• PiMané (9/28/2016)


    Eric M Russell (9/28/2016)


    Data compression is mostly about optimizing storage. Page Compression will yield approximately 70% compression in tables and indexes. By reducing the number of page reads and page buffers, it can potentially improve the performance of queries, but to what degree compression results in improvements in query performance depends. Queries that can across a large number of pages, something like full or partial table/index scans, will benefit most, but even then it probably won't be a 70% improvement.

    Data compression works best for tables that are mostly inserted and selected.
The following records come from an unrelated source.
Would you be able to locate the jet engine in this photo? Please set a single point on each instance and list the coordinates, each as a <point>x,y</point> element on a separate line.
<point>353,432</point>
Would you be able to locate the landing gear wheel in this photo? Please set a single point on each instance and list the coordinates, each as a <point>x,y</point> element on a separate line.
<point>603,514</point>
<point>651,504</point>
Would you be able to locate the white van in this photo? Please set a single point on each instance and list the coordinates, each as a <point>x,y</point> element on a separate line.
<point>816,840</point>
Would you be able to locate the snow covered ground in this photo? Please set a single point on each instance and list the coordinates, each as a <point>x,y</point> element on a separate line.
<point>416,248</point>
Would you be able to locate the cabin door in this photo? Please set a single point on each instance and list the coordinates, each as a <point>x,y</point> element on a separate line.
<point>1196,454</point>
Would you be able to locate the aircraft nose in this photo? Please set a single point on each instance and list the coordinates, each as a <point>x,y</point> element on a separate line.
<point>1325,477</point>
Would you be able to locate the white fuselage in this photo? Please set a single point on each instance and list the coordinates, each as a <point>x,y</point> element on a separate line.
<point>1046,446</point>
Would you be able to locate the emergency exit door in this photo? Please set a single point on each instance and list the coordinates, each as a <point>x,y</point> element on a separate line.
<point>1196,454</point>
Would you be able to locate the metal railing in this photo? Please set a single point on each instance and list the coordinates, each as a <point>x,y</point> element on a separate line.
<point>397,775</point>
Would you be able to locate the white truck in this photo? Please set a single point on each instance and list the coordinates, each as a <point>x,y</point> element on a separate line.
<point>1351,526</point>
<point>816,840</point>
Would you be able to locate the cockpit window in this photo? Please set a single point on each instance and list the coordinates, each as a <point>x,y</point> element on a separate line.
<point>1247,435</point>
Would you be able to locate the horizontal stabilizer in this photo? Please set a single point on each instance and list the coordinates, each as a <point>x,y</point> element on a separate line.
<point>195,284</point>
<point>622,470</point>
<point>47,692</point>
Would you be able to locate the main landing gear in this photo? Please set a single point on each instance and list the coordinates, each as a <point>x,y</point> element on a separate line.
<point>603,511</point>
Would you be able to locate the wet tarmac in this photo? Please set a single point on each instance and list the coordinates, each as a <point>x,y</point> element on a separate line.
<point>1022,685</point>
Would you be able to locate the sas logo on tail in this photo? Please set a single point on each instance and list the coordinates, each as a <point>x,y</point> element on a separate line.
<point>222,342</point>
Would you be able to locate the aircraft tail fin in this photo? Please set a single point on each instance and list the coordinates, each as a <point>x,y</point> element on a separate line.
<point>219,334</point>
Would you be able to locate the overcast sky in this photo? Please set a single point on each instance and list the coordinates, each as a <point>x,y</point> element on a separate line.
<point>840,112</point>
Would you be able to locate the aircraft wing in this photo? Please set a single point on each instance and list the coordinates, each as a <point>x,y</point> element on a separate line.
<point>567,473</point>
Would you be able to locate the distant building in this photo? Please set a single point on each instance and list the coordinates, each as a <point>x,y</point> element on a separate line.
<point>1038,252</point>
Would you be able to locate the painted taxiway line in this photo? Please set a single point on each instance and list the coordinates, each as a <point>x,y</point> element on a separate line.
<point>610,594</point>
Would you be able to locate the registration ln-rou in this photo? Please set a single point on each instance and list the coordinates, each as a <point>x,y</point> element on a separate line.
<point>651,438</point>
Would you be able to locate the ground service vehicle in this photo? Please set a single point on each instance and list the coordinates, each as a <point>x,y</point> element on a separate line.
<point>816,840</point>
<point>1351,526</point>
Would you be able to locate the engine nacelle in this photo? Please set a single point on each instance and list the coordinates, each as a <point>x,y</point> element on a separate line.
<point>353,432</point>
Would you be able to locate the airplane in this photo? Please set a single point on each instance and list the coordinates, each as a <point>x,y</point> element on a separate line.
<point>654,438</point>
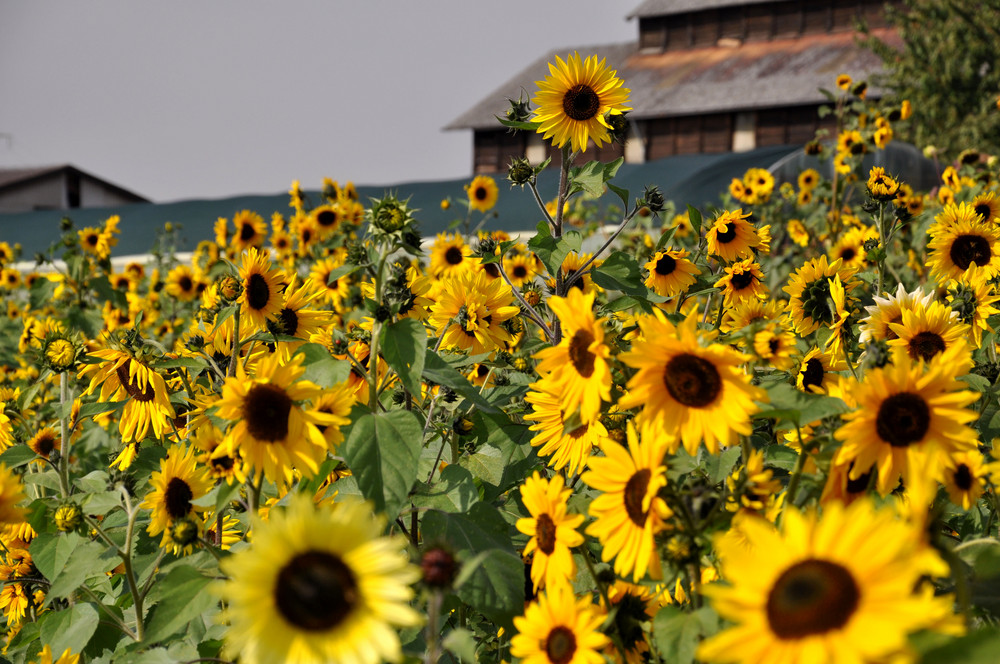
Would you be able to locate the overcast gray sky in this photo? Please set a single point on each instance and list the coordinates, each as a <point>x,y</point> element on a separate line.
<point>185,99</point>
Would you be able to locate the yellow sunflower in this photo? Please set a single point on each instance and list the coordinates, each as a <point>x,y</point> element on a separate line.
<point>273,431</point>
<point>574,99</point>
<point>175,487</point>
<point>670,272</point>
<point>482,193</point>
<point>826,589</point>
<point>552,530</point>
<point>120,377</point>
<point>689,392</point>
<point>302,596</point>
<point>908,415</point>
<point>629,512</point>
<point>559,628</point>
<point>261,297</point>
<point>577,367</point>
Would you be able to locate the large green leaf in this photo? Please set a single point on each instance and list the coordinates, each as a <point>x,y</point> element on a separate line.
<point>382,451</point>
<point>404,347</point>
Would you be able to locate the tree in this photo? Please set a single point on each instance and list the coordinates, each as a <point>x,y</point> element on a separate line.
<point>949,69</point>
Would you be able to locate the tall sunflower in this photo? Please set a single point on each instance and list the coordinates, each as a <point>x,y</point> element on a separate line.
<point>300,595</point>
<point>629,512</point>
<point>578,364</point>
<point>559,628</point>
<point>574,100</point>
<point>826,589</point>
<point>908,415</point>
<point>687,391</point>
<point>552,530</point>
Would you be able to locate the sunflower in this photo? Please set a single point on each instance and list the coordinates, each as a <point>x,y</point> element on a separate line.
<point>175,486</point>
<point>299,595</point>
<point>908,413</point>
<point>959,239</point>
<point>261,297</point>
<point>450,256</point>
<point>578,365</point>
<point>574,99</point>
<point>251,230</point>
<point>687,391</point>
<point>827,589</point>
<point>273,431</point>
<point>482,193</point>
<point>121,376</point>
<point>809,293</point>
<point>552,531</point>
<point>670,272</point>
<point>561,436</point>
<point>731,237</point>
<point>743,280</point>
<point>470,313</point>
<point>629,512</point>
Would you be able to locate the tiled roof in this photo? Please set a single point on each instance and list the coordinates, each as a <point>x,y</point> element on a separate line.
<point>765,74</point>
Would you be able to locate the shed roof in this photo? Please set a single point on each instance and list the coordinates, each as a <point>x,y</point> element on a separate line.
<point>753,75</point>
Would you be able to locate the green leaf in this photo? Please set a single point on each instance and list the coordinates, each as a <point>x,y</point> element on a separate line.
<point>436,370</point>
<point>404,347</point>
<point>70,629</point>
<point>180,596</point>
<point>382,451</point>
<point>18,455</point>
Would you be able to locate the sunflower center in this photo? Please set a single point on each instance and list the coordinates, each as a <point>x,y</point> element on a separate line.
<point>247,232</point>
<point>969,249</point>
<point>133,390</point>
<point>326,218</point>
<point>560,645</point>
<point>635,492</point>
<point>811,597</point>
<point>925,345</point>
<point>545,533</point>
<point>666,265</point>
<point>963,477</point>
<point>903,419</point>
<point>266,409</point>
<point>315,591</point>
<point>726,234</point>
<point>692,381</point>
<point>258,292</point>
<point>177,498</point>
<point>581,103</point>
<point>579,353</point>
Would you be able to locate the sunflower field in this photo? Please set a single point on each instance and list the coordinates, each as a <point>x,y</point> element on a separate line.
<point>761,432</point>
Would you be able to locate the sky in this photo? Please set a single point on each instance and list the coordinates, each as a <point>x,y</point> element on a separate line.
<point>179,100</point>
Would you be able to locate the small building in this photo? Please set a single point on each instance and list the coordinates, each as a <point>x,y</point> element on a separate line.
<point>706,76</point>
<point>62,187</point>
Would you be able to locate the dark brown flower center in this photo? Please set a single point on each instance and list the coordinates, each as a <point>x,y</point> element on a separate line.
<point>177,498</point>
<point>635,492</point>
<point>969,249</point>
<point>258,292</point>
<point>925,345</point>
<point>579,353</point>
<point>265,410</point>
<point>903,419</point>
<point>581,102</point>
<point>560,645</point>
<point>315,591</point>
<point>811,597</point>
<point>545,533</point>
<point>692,381</point>
<point>133,390</point>
<point>666,265</point>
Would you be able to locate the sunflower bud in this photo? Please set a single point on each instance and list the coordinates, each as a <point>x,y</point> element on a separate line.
<point>68,517</point>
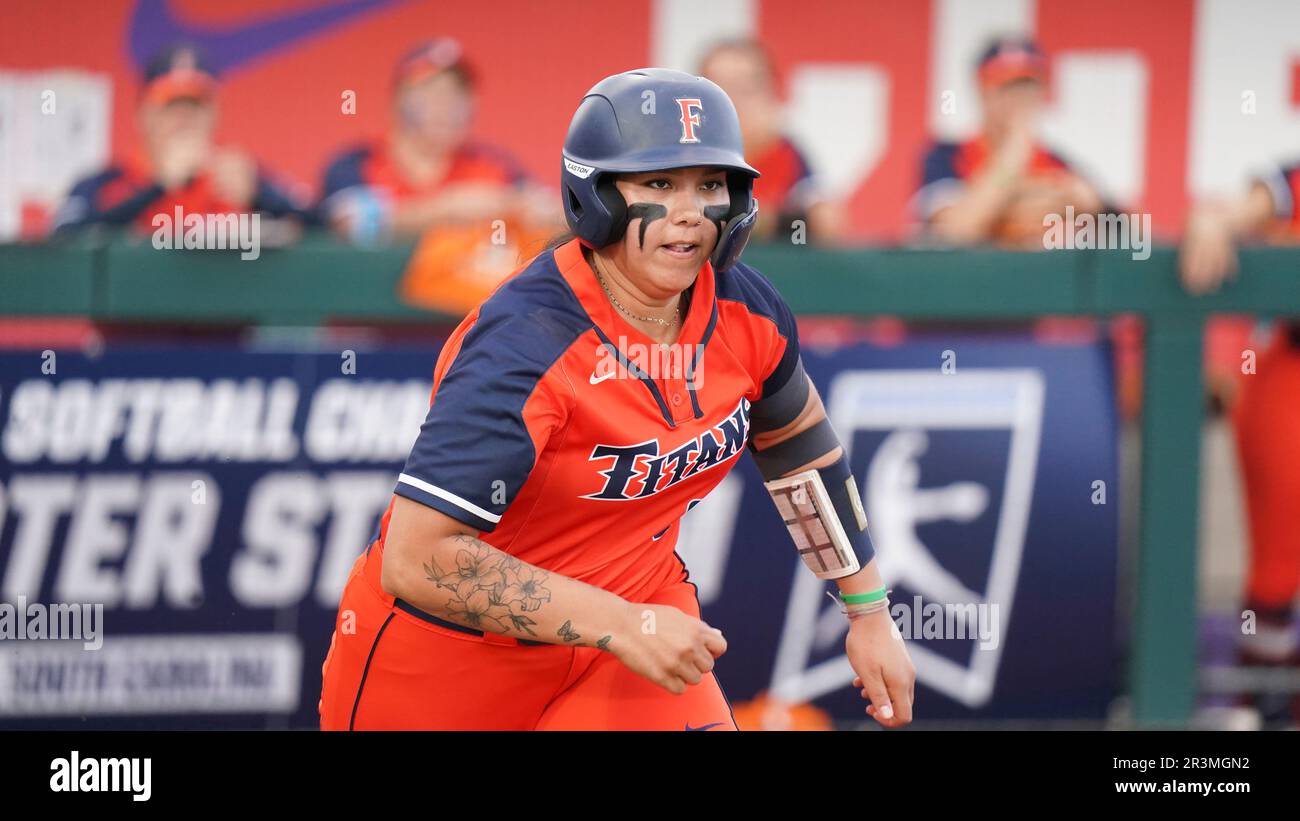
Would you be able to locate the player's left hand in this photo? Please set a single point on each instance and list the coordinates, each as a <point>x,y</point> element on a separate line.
<point>885,676</point>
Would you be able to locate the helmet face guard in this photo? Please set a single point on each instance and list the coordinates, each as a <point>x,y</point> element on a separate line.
<point>653,120</point>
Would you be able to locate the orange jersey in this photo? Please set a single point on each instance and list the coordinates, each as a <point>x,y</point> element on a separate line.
<point>555,434</point>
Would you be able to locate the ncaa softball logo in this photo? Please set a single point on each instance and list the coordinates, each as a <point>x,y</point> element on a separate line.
<point>689,118</point>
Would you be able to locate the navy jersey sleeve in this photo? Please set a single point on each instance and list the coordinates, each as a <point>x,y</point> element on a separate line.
<point>345,172</point>
<point>778,348</point>
<point>85,205</point>
<point>1282,183</point>
<point>494,408</point>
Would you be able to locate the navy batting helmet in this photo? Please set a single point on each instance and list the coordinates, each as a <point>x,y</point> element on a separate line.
<point>653,120</point>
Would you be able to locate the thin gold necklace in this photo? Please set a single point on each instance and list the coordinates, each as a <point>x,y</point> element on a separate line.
<point>599,278</point>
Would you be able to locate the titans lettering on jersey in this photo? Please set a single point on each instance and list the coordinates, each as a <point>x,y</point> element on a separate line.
<point>533,428</point>
<point>655,473</point>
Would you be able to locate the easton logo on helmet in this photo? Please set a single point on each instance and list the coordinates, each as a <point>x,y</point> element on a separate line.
<point>689,120</point>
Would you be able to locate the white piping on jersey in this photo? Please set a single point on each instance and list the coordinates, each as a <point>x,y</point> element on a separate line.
<point>454,499</point>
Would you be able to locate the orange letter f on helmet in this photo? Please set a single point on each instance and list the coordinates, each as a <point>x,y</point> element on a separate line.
<point>689,118</point>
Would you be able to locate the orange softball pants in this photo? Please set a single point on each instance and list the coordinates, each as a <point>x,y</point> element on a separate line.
<point>393,667</point>
<point>1268,435</point>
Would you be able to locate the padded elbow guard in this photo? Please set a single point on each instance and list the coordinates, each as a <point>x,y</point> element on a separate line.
<point>820,507</point>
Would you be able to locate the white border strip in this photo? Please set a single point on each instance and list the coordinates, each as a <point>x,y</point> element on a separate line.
<point>454,499</point>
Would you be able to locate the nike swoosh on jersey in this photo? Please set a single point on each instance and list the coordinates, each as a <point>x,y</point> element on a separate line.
<point>155,25</point>
<point>705,726</point>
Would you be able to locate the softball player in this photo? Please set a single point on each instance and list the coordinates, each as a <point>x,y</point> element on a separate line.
<point>524,574</point>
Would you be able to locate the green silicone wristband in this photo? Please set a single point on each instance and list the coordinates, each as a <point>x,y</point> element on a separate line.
<point>863,598</point>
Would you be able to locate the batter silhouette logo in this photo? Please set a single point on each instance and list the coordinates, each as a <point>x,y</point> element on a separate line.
<point>948,544</point>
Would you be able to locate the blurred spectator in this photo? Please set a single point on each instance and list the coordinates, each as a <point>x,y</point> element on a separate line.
<point>1268,422</point>
<point>427,172</point>
<point>997,186</point>
<point>787,190</point>
<point>177,163</point>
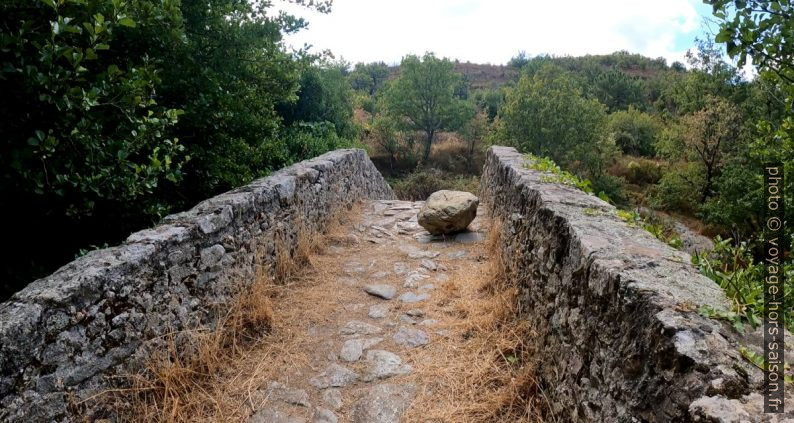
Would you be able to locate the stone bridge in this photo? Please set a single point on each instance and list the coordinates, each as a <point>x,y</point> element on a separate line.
<point>613,310</point>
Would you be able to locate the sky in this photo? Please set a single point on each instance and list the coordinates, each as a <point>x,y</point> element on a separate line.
<point>493,31</point>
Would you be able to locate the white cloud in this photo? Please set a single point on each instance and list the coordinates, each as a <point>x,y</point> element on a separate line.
<point>492,31</point>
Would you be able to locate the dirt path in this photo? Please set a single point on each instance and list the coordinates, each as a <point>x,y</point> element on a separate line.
<point>390,325</point>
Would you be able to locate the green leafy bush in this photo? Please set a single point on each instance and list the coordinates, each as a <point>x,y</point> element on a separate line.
<point>418,185</point>
<point>734,268</point>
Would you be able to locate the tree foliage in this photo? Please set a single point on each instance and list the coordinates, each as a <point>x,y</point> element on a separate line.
<point>422,97</point>
<point>547,115</point>
<point>634,132</point>
<point>116,112</point>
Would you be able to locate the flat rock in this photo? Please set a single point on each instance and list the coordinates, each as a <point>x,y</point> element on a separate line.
<point>384,403</point>
<point>334,376</point>
<point>411,337</point>
<point>400,268</point>
<point>384,364</point>
<point>416,313</point>
<point>456,254</point>
<point>381,290</point>
<point>412,279</point>
<point>353,348</point>
<point>429,264</point>
<point>447,212</point>
<point>333,398</point>
<point>355,327</point>
<point>273,416</point>
<point>418,254</point>
<point>378,311</point>
<point>323,415</point>
<point>410,297</point>
<point>289,395</point>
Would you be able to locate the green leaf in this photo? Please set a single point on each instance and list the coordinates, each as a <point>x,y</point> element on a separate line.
<point>128,22</point>
<point>723,36</point>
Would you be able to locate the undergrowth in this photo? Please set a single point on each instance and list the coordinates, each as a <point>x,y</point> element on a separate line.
<point>557,175</point>
<point>419,184</point>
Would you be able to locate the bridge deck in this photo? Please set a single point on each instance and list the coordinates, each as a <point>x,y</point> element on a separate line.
<point>421,345</point>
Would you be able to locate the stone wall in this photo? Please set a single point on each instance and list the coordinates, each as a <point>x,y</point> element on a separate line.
<point>619,338</point>
<point>64,335</point>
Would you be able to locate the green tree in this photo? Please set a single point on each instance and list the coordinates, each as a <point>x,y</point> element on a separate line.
<point>634,131</point>
<point>369,77</point>
<point>547,115</point>
<point>762,30</point>
<point>707,135</point>
<point>325,95</point>
<point>617,90</point>
<point>423,97</point>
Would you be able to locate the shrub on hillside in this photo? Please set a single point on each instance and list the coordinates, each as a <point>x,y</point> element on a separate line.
<point>678,189</point>
<point>418,185</point>
<point>638,170</point>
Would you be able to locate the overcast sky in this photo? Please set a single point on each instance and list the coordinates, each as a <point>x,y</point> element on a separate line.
<point>493,31</point>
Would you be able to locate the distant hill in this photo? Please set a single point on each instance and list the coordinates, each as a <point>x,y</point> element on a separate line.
<point>478,75</point>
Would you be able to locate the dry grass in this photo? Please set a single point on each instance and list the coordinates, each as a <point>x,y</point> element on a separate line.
<point>216,374</point>
<point>483,370</point>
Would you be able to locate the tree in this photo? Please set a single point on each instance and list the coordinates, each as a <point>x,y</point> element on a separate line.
<point>118,112</point>
<point>760,29</point>
<point>547,115</point>
<point>707,134</point>
<point>617,90</point>
<point>369,77</point>
<point>473,134</point>
<point>324,95</point>
<point>634,131</point>
<point>422,97</point>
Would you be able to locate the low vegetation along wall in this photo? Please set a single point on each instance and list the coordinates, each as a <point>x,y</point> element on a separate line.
<point>619,337</point>
<point>63,336</point>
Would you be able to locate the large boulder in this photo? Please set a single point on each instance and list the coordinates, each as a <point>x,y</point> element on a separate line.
<point>447,212</point>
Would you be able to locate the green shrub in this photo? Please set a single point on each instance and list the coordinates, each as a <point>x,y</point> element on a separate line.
<point>678,190</point>
<point>735,269</point>
<point>418,185</point>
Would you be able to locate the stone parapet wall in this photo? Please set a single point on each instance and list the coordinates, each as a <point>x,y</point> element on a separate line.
<point>64,335</point>
<point>618,335</point>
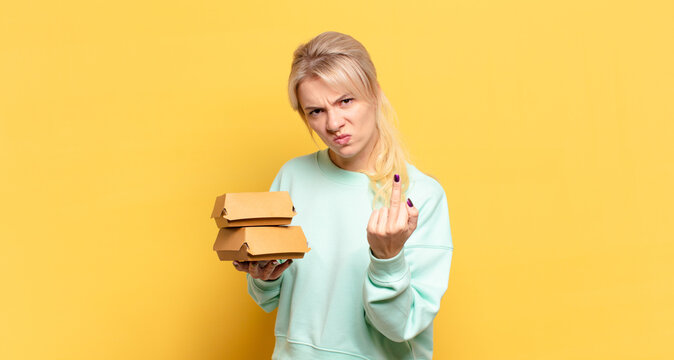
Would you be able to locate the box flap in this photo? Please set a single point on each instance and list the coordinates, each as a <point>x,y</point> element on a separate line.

If you update compressed data, especially if you're updating primary keys, then compression can actually degrade performance significantly due to page splitting.

    I know that a compression of 70% doesn't imply a performance improvement of 70%...

    Data compressed => less reads => less IO (where almost the bottleneck is...).

    The primary key is never updated (identity seed) and the data if often updated... The data is selected by a reference field introduced by the user... That's why the PK has many writes and almost no reads... The auxiliary index (user + reference) has lots of reads and no writes (updates).

    Any table or index whose fields are updated often won't benefit from compression, right?

    Thanks,

    Pedro

    When the size of a previously inserted row increases in length (like when it's updated), the row must be marked as deleted and moved to another location in the page. If the size of data within a page is updated in a way that prevents all the rows from being re-written to the size 8k page, then SQL Server must append a new page and split rows between them. This is more problematic when pages are compressed, because the compression ratio for a page depends on how the data is populated. For example, if you are inserting rows with NULL columns, and then going back later and updating those rows with values, then that data is less sparse than it was when initially inserted, the compression ratio will drop, and you'll see page splits.

    It's basically the same page splitting issue we've always had with non-compressed data, only compression compicates it. But it can be mitigated by specifying a FILLFACTOR between something like 70 and 90 and setting PAD_INDEX = ON.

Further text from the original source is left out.